To be honest, I’ve never much cared for the way The Telegraph denomes Mark Monahan “joint dance critic … and also writes about film and stand-up comedy”. It’s almost as bad as his colleague Dominic Cavendish, stand-up comedy critic AND deputy theatre luvvie. What do these disciplines have to do with each other? Nothing, that’s what. One of them is vitally important, the others not so. I want a “joint dance critic who also writes about film and stand up comedy” as much as I want an apprentice pastry chef who also looks after ferrets and the nuclear launch codes. No, The Telegraph. Just NO.
So, considering Monahan would rather be watching film or some dancing, along with whoever the fuck he’s jointed to, he does make a decent enough fist of reviewing comedy. I did wonder, briefly, whether or not he understood stand-up last April when he said there was far too much faecal material in Russell Howard’s Wonderbox. I sort of wondered whether his complaint that a Russell Howard show was alright but had too much scat wasn’t a bit like me watching dance and saying, yeah, it was OK but there were too many over-funded dickheads prancing about like cocks.
And so to the Fringe, where Mark Monahan kicks off the Torygraph’s Fringe reportage in the none-too-shabby Assembly Theatre watching Frank Skinner’s Man In A Suit. He starts his review with the comic’s first joke, a practice I’ve always found both lazy and ungenerous. If you’re going to ruin one punchline, don’t pick the one the comic has to get the crowd onside with. Still, one supposes that the Venn-diagram overlap of Telegraph readers and Frank Skinner fans is a fairly small demographic.

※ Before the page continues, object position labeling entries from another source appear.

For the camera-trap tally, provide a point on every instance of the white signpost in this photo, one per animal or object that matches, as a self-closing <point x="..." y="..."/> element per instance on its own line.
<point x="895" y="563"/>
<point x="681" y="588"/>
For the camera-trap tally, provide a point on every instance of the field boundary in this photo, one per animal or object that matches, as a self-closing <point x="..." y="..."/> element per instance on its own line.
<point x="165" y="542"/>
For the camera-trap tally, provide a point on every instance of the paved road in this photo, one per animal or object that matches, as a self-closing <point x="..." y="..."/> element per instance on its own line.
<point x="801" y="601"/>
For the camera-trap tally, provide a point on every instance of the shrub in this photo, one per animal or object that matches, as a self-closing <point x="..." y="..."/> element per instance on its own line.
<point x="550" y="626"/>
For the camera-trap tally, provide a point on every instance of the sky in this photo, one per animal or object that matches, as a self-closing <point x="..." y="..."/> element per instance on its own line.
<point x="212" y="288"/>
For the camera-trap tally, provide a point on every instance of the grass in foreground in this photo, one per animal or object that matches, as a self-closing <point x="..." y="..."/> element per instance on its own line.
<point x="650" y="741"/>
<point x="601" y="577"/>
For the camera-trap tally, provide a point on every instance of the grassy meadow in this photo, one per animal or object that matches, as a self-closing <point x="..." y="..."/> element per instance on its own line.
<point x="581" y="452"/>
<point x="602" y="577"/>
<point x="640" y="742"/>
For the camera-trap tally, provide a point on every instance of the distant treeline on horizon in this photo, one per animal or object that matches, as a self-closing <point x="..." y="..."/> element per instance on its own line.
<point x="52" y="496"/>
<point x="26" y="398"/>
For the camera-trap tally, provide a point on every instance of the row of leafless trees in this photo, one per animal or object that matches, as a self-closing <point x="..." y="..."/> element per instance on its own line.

It would be ungenerous of this bear, however, not to note the seemingly effortless grace that Monahan’s reviews sometimes achieve and his ability to insert small jokes without trying too hard to be funny. “Where one anal-sex joke late in the proceedings might have felt like a misfortune, two feels like carelessness,” he says, adapting Wilde (Perhaps he wants to be joint-joint-deputy theatre critic too). “Still, with so much entertaining material elsewhere, this bum note is forgivable.” It’s good writing, you have to give him that.
Neither do I doubt his accuracy in telling us about Frank Skinner: “For every joke that one would blush to repeat in a family publication, there is also a snooty quip celebrating his fame and fortune” – but that may just be that Monahan’s experience of the smutty Brumster entirely matches my own, even to the point of admitting “you simply, shamefacedly, have to laugh”.
So much as I want Monahan to do ONE JOB properly, one has to conclude that some people can write about lots of things, while others (the greater portion of Fringe reviewers I think) can’t write. About anything.